BANGALORE/CHENNAI:
Large companies in sunrise sectors such as IT/ITeS and retail have
shown the way in investing in training and academic interventions to
feed their huge manpower requirement. Now, much smaller and niche
players are not hesitating to replicate the model as industry-ready
talent is getting scarce. Minnows are investing in creating
third-party training facilities to feed their own requirements and
also convert their idle assets (machines and manpower) into a
revenue stream.
Behind
this trend is not just an economy growing at 8-9 % a year, but also
the structural shifts that demand new sets of skills the current
education system is not geared to meet. It is this skill void that
is compelling even rank start-ups to put on the coach's hat,
industry observers say. The start-up world is full of such examples
such as The Writers' Block, Teleradiology Solutions, Comat and
TutorVista. And these could just be tip of the iceberg.
Rajesh Shukla, the
founder of The Writers Block, a Bangalore-based documentation
outsourcing company, prefers to call the choice of a technical
writer's job a "happy accident". This is because not many are aware
of the field and those who do are not adequately trained. So, this
start-up today has a parallel training school that has so far
trained over 500 technical writers who have joined the likes of
Infosys and Wipro apart from TWB itself. There would be a need for
50,000 technical writers in the country over the next five years, he
says.
A similar
story is at play at Teleradiology Solutions, which reads MRI and CT
scans of patients in the US at 30% lower cost. The Bangalore-based
company, which dishes out medical reports in half an hour to
manpower-strapped hospitals in the US and Singapore, is training
radiologists and doctors in the art of reading these images. Again,
the driver is captive need, which has been spun off into a revenue
stream.
Says founder Dr
Sunita Maheshwari: "There are only 10,000 radiologists in India
while the number in the US is 25,000 for a population of 250
million." The company's recently launched training school, Rad
Gurukul, is targeted at medical personnel and healthcare
technologists.
Ditto
with Tutorvista Global, an online tutoring services offering which
links up teachers from small and large Indian cities to students in
13 countries. Says, Tutorvista founder K Ganesh: "We train teachers
on communication skills, interactive learning, usage of computers
apart from bringing them on the same level as the US curriculum."

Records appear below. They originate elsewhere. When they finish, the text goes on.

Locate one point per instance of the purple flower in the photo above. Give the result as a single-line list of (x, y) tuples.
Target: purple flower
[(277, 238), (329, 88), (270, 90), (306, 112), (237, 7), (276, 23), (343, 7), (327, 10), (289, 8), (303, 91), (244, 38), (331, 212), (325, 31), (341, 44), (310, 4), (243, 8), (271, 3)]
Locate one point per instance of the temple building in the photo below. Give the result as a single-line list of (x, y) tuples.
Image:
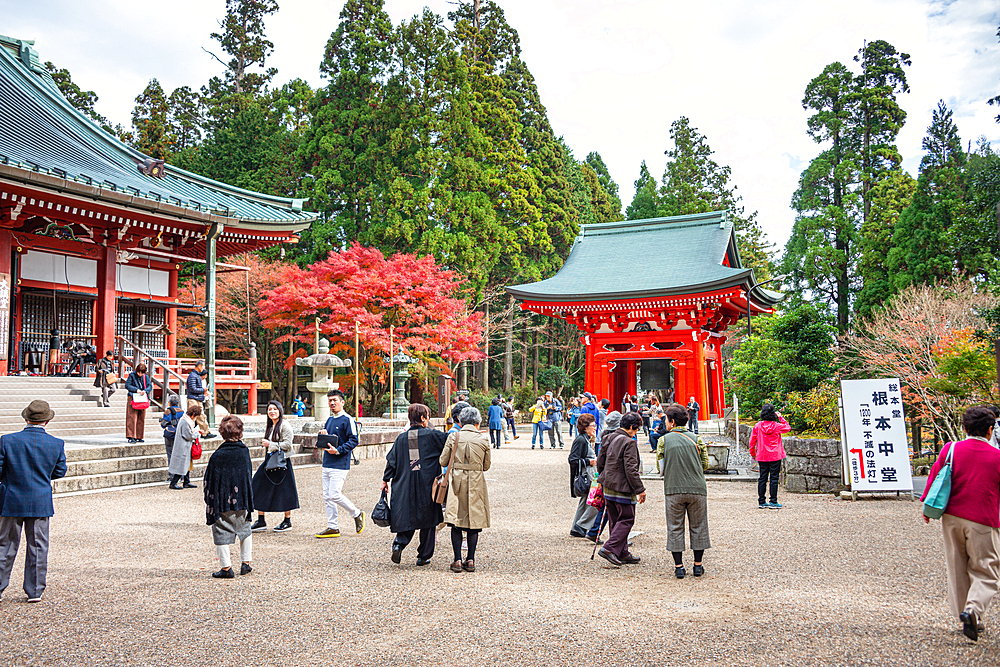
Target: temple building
[(654, 300), (93, 233)]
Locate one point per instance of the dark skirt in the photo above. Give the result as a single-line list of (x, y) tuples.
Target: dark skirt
[(274, 491)]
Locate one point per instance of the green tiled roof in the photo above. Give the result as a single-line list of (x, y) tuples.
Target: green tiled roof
[(41, 132), (648, 258)]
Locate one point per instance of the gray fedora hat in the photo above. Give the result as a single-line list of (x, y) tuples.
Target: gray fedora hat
[(38, 412)]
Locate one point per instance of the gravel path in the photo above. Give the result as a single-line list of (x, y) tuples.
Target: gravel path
[(821, 582)]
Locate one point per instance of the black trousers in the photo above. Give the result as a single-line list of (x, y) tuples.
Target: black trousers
[(768, 468), (426, 547)]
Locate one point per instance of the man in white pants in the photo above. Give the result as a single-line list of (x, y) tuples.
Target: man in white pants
[(336, 465)]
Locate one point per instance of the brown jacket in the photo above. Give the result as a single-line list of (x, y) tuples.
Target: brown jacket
[(618, 464), (468, 502)]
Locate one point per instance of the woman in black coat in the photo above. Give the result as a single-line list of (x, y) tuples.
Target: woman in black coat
[(229, 497), (581, 455), (411, 465)]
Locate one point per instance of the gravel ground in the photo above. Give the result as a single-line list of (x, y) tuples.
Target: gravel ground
[(821, 582)]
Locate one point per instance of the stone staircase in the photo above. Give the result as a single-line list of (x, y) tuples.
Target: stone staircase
[(76, 402), (113, 466)]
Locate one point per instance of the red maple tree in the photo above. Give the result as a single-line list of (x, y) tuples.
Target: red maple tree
[(421, 301)]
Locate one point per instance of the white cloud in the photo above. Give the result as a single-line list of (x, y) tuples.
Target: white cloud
[(613, 73)]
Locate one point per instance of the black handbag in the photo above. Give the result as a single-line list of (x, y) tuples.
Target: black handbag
[(581, 483), (382, 514), (276, 461)]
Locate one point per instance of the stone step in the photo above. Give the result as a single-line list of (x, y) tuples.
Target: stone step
[(129, 478)]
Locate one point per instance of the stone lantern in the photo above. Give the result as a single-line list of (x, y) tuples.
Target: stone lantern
[(399, 405), (322, 364)]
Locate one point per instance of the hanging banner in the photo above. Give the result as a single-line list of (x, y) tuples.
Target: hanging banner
[(4, 315), (873, 437)]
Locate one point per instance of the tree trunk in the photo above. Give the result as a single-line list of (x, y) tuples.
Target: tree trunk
[(486, 362), (508, 349)]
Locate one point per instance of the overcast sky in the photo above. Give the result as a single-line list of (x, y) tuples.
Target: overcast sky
[(613, 73)]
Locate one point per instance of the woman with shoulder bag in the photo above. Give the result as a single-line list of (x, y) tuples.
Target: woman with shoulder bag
[(169, 421), (139, 387), (181, 463), (468, 506), (583, 458), (971, 520), (274, 490)]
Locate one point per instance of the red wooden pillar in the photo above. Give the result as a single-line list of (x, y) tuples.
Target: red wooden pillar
[(172, 316), (104, 324), (6, 290)]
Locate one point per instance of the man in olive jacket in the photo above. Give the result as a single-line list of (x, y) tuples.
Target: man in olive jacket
[(619, 467), (29, 461)]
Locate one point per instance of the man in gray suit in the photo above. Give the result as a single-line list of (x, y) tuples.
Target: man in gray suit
[(29, 461)]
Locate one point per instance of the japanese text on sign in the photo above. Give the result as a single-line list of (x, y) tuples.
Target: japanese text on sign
[(875, 453)]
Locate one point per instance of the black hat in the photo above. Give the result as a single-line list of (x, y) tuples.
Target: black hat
[(38, 412)]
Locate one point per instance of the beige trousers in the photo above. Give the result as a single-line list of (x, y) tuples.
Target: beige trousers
[(202, 420), (970, 550)]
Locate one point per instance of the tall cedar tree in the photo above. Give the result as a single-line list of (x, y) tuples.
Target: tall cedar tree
[(920, 252), (150, 122), (347, 145), (857, 118), (421, 301), (242, 38)]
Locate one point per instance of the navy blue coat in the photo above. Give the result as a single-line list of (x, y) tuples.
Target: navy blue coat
[(29, 461)]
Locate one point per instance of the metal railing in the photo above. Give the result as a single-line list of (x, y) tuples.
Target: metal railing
[(137, 355)]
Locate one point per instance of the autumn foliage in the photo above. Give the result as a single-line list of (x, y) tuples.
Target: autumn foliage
[(925, 337), (420, 300)]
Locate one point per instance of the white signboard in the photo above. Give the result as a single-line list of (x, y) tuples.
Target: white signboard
[(876, 457)]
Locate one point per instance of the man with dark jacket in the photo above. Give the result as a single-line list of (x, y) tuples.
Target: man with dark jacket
[(29, 461), (619, 467), (196, 395)]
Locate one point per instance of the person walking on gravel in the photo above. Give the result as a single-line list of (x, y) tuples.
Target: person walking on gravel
[(29, 460), (766, 446), (685, 492), (619, 466), (411, 466), (336, 465), (971, 522), (468, 506), (229, 497)]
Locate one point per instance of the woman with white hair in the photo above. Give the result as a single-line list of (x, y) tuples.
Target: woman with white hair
[(467, 455)]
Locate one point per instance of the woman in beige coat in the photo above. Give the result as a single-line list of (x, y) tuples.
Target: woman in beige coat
[(468, 506)]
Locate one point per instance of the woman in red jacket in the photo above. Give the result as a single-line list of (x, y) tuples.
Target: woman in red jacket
[(971, 522), (766, 447)]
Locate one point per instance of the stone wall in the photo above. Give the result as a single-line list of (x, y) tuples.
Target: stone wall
[(813, 465)]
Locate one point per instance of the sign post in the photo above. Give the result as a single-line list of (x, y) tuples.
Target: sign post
[(873, 436)]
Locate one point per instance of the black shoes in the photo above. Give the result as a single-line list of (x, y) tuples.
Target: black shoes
[(969, 626), (610, 557)]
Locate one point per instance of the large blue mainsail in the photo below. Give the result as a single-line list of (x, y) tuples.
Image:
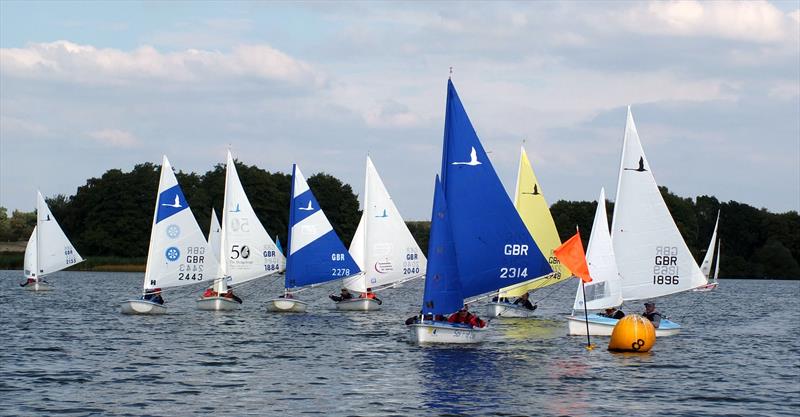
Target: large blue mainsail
[(493, 247), (443, 293), (316, 254)]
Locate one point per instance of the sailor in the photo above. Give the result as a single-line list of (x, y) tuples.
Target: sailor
[(344, 295), (523, 301), (651, 314), (613, 312)]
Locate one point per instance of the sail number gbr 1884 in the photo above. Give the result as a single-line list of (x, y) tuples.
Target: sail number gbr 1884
[(514, 272)]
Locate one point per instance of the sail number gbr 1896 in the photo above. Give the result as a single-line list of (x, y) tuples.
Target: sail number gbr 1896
[(514, 272)]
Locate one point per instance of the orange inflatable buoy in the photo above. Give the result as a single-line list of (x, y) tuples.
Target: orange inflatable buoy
[(633, 333)]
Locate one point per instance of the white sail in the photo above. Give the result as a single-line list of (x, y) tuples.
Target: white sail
[(214, 234), (179, 253), (705, 267), (30, 256), (246, 251), (54, 251), (652, 257), (605, 290), (383, 247)]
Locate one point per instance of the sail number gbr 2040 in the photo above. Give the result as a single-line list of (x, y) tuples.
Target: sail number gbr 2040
[(514, 272)]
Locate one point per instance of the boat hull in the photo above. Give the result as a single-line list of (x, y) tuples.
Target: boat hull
[(286, 305), (705, 288), (603, 326), (217, 303), (509, 310), (143, 307), (358, 304), (38, 286), (443, 332)]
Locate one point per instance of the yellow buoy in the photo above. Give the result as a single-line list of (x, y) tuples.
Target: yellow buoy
[(633, 333)]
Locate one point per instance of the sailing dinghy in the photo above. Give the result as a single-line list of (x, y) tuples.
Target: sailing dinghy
[(178, 254), (478, 242), (246, 251), (383, 247), (48, 249), (532, 207), (651, 256), (710, 259), (316, 254)]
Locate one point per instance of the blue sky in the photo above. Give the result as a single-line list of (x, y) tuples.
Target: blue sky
[(714, 86)]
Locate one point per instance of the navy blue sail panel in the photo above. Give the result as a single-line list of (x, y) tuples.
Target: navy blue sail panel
[(315, 252), (493, 247), (443, 293), (171, 201)]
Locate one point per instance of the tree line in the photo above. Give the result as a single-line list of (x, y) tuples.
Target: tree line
[(112, 215)]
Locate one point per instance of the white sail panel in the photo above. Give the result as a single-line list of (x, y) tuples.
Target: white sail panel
[(55, 252), (705, 267), (388, 251), (652, 257), (605, 290), (247, 251), (30, 256), (179, 253)]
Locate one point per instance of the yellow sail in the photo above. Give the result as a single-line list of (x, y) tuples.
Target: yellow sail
[(532, 207)]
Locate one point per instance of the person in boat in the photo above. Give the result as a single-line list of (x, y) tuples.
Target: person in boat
[(153, 295), (27, 282), (651, 314), (344, 295), (465, 317), (613, 312), (229, 294), (370, 295), (524, 302)]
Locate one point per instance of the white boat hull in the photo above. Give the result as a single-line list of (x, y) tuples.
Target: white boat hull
[(286, 305), (509, 310), (603, 326), (217, 303), (38, 286), (142, 307), (358, 304), (705, 288), (443, 332)]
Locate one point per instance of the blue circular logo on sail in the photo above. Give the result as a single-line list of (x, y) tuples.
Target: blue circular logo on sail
[(172, 253), (173, 231)]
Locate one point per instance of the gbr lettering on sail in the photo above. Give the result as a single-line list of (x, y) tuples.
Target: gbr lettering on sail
[(514, 272)]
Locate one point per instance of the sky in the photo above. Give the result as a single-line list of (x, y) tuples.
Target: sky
[(714, 87)]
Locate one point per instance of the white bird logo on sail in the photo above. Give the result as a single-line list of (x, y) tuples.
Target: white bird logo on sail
[(473, 159), (177, 203)]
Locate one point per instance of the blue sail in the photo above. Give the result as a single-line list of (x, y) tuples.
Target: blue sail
[(443, 293), (316, 254), (493, 247)]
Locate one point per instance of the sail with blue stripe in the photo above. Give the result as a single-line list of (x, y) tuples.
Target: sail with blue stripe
[(443, 294), (316, 254), (494, 248)]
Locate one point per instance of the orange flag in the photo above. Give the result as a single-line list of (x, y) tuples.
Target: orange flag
[(571, 254)]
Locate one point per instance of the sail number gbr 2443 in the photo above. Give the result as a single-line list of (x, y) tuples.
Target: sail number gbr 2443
[(514, 272)]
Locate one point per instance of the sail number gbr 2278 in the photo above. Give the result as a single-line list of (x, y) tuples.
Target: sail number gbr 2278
[(514, 272)]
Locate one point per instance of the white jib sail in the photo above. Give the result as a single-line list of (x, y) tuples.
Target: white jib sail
[(705, 267), (54, 251), (214, 234), (179, 253), (605, 290), (246, 251), (652, 257), (30, 256), (383, 247)]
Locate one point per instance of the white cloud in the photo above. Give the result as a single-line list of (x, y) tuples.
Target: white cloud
[(115, 138), (67, 61)]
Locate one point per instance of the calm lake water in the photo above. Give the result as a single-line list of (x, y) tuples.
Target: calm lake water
[(70, 352)]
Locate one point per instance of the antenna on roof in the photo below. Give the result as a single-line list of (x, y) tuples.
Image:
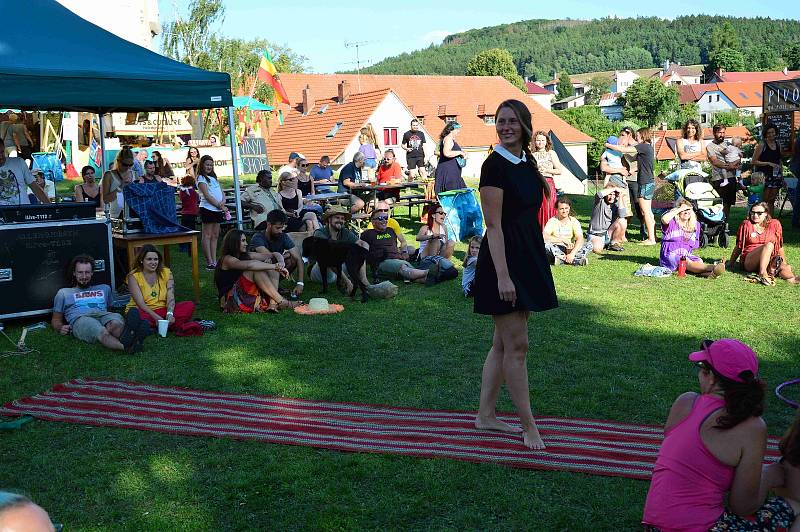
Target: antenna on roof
[(357, 45)]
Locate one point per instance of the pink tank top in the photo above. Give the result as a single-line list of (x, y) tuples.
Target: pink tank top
[(689, 483)]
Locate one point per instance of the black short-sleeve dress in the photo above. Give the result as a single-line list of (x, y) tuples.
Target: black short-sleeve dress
[(525, 255)]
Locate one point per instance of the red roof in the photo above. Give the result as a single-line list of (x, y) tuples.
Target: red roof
[(468, 98), (533, 88), (665, 153), (692, 92), (308, 134), (759, 77)]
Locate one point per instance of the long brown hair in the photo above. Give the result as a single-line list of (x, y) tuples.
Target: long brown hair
[(138, 264), (523, 114), (767, 217)]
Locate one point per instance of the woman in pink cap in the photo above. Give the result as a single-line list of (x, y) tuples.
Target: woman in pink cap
[(713, 447)]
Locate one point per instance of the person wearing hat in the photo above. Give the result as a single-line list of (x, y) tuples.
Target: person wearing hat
[(294, 160), (334, 227), (14, 176), (16, 137), (713, 450), (261, 199)]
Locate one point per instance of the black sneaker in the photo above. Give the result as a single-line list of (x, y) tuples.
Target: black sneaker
[(130, 332)]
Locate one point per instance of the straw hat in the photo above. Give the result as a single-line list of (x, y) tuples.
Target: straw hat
[(334, 210)]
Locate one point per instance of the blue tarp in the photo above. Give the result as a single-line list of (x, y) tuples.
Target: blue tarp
[(463, 216), (50, 58)]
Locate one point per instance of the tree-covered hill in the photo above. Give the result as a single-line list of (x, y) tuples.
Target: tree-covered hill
[(541, 47)]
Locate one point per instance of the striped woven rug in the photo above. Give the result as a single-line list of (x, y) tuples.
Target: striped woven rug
[(579, 445)]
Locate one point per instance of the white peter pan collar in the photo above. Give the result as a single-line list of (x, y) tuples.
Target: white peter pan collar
[(508, 156)]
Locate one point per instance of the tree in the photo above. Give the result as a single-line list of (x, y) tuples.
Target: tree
[(687, 111), (564, 89), (590, 120), (188, 40), (598, 86), (792, 56), (495, 62), (649, 101), (724, 36)]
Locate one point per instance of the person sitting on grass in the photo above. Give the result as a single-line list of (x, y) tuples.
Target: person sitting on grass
[(248, 282), (152, 290), (279, 248), (405, 249), (680, 238), (82, 309), (432, 237), (607, 225), (469, 264), (386, 259), (19, 514), (713, 451), (563, 238), (759, 242)]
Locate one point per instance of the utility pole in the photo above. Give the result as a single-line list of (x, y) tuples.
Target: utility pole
[(357, 45)]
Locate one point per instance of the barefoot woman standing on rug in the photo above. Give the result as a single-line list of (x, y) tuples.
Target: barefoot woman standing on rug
[(513, 275)]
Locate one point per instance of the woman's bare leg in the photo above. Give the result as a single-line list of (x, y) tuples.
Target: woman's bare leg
[(491, 381), (758, 259), (264, 283)]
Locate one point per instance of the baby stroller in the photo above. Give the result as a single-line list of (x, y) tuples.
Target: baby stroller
[(692, 185)]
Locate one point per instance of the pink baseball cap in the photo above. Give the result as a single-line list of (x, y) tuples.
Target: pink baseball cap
[(728, 357)]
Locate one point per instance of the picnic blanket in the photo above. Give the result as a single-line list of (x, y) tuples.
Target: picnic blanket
[(595, 447)]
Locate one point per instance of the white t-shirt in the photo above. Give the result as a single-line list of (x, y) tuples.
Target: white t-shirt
[(214, 190), (15, 176)]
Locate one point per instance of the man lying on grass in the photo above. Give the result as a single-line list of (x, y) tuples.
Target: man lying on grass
[(84, 306)]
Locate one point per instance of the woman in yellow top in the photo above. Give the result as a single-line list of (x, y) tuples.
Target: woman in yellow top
[(153, 291)]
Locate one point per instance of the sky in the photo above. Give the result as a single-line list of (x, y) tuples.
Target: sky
[(320, 29)]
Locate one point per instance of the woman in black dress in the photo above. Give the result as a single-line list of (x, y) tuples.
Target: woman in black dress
[(512, 277)]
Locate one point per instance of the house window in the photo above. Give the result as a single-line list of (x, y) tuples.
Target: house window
[(335, 129), (390, 136)]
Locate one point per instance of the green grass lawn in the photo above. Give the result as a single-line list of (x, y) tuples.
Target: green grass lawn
[(615, 349)]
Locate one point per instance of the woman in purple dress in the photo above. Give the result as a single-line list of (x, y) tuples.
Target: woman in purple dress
[(448, 171), (681, 236)]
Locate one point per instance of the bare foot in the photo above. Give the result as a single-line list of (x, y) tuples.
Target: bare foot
[(532, 440), (492, 423)]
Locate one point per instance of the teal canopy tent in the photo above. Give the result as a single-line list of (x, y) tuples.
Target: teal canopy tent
[(59, 61), (72, 65), (240, 102)]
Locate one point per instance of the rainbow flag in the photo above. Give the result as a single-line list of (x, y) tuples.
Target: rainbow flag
[(269, 74)]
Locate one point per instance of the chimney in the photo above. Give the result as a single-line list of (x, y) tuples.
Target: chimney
[(344, 91), (308, 102)]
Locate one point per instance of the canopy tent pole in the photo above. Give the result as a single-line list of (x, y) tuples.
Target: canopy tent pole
[(236, 191)]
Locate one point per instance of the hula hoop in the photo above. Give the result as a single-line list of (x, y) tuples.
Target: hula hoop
[(779, 389)]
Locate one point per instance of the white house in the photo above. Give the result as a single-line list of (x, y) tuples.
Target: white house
[(622, 80), (718, 97)]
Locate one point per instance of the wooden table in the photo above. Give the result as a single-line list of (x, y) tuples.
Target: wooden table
[(132, 241)]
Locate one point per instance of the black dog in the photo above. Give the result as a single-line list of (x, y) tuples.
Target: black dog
[(331, 254)]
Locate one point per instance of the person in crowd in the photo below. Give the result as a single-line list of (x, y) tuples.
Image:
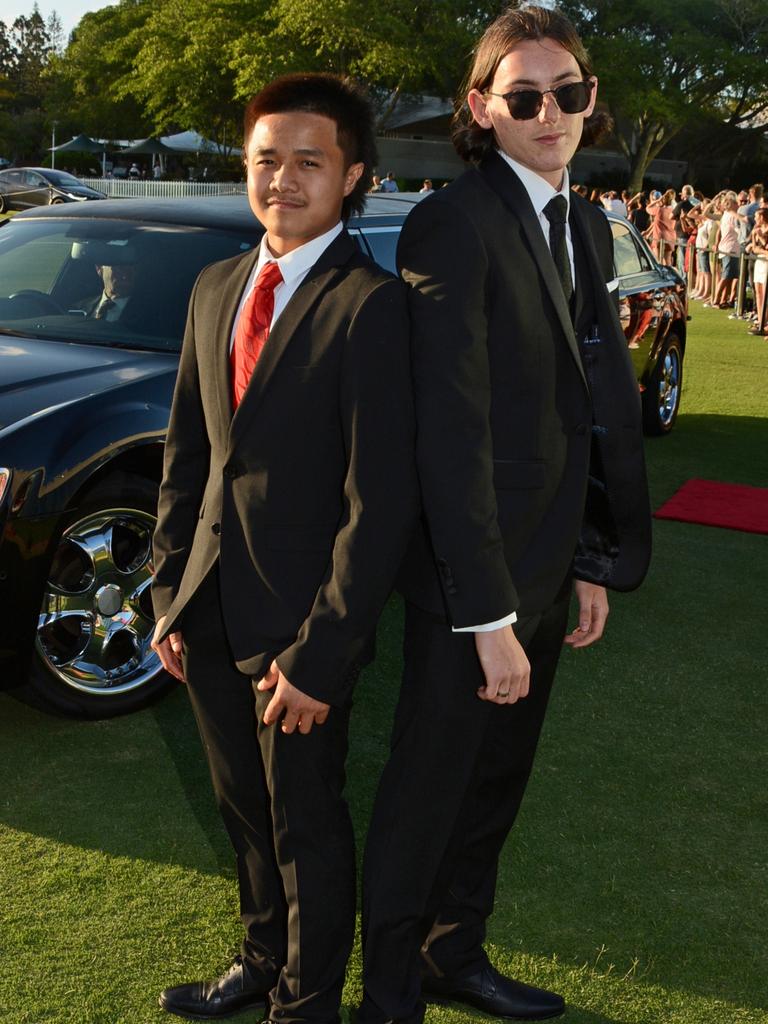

Tutorvista is now planning to offer this training programme as a
separate service offering, targeted at the large and fragmented
teacher community.
Comat Technologies, which is in egovernance
and citizen services space, uses its assets (computer kiosks) during
spare time to build an army of skilled workforce in low-end jobs. In
fact, Comat is a feeder to temp major Teamlease and aims at
supplying 5,000 such candidates per month to the recruitment agency
going forward.
Ms Uma
Karthikeyan, CEO of animation institute Pixel Academix, says the
animation industry is growing at 30% a year, kicking up demand for
300,000 professionals in the next couple of years. Parent company,
Sanra Software, which is into graphics, animation and gaming, is
doing just that by looking at scaling up its training institutes to
20 cities.
It is not
only in technology and new media that there is a rush to groom
talent . Take the truck industry, for example. Truck manufacturers
might be facing a bigger and less visible problem. There might not
be enough qualified people to drive the trucks. Which is why Ashok
Leyland has a driver's training institute at Namakkal, and more
recently at Burari near Delhi.
Typically, the industry and eventually
third-party players step in to fulfill the demand for training in
new skills before they are integrated into mainstream education .
Ten years ago, everybody rushed into IT training, but many of them
have closed down or changed their business model as there is more
cooperation among IT companies and universities.